CASE REPORT


https://doi.org/10.5005/jp-journals-10005-2418
International Journal of Clinical Pediatric Dentistry
Volume 15 | Issue 4 | Year 2022

Solitary Median Maxillary Central Incisor Syndrome: A Case Report


Suganya Balasubramanian1, Selvakumar Haridoss2, Kavitha Swaminathan3

1-3Department of Pediatric and Preventive Dentistry, Faculty of Dental Sciences, Sri Ramachandra Institute of Higher Education and Research (Deemed to be University), Chennai, Tamil Nadu, India

Corresponding Author: Suganya Balasubramanian, Department of Pediatric and Preventive Dentistry, Faculty of Dental Sciences, Sri Ramachandra Institute of Higher Education and Research (Deemed to be University), Chennai, Tamil Nadu, India, Phone: +91 9962344377, e-mail: sugi.balu93.sb@gmail.com

ABSTRACT

Aim: This report intends to present a case of solitary median maxillary central incisor syndrome (SMMCI) and its multidisciplinary team approach for diagnosis of other associated anomalies, with special emphasis on their management.

Background: Solitary median maxillary central incisor syndrome is a unique developmental condition characterized by only maxillary central incisor and a series of developmental defects, appearing as a syndrome. The appearance of a single incisor may take place due to the union of two incisor teeth or the absence of tooth germs. The mechanism of the fusion is still uncertain.

Case description: A 9-year-old female child reported with a chief complaint of pain in the right lower back tooth for the past 10 days. The presence of a single maxillary central incisor was an incidental finding. Then a detailed history and multidisciplinary evaluations revealed the diagnosis of SMMCI syndrome.
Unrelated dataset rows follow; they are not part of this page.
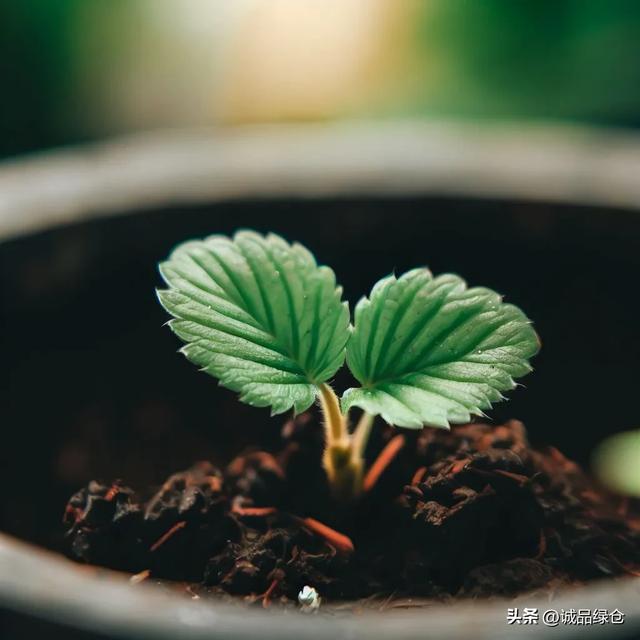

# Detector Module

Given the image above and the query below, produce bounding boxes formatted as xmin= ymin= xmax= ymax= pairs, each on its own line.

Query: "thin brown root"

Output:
xmin=104 ymin=483 xmax=119 ymax=501
xmin=363 ymin=435 xmax=406 ymax=492
xmin=232 ymin=506 xmax=278 ymax=517
xmin=150 ymin=520 xmax=186 ymax=552
xmin=262 ymin=578 xmax=280 ymax=608
xmin=411 ymin=466 xmax=427 ymax=486
xmin=299 ymin=516 xmax=355 ymax=554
Conclusion: The effort in diagnosing and managing this syndrome had a strong impact on the child’s life of which the parent was highly motivated and got a better understanding of associated problems of overall development.

Clinical significance: In SMMCI syndrome, the patient requires a multidisciplinary health team in order to improve their quality of life. It is of greater importance to diagnose the syndrome and treatment of these median line deformities.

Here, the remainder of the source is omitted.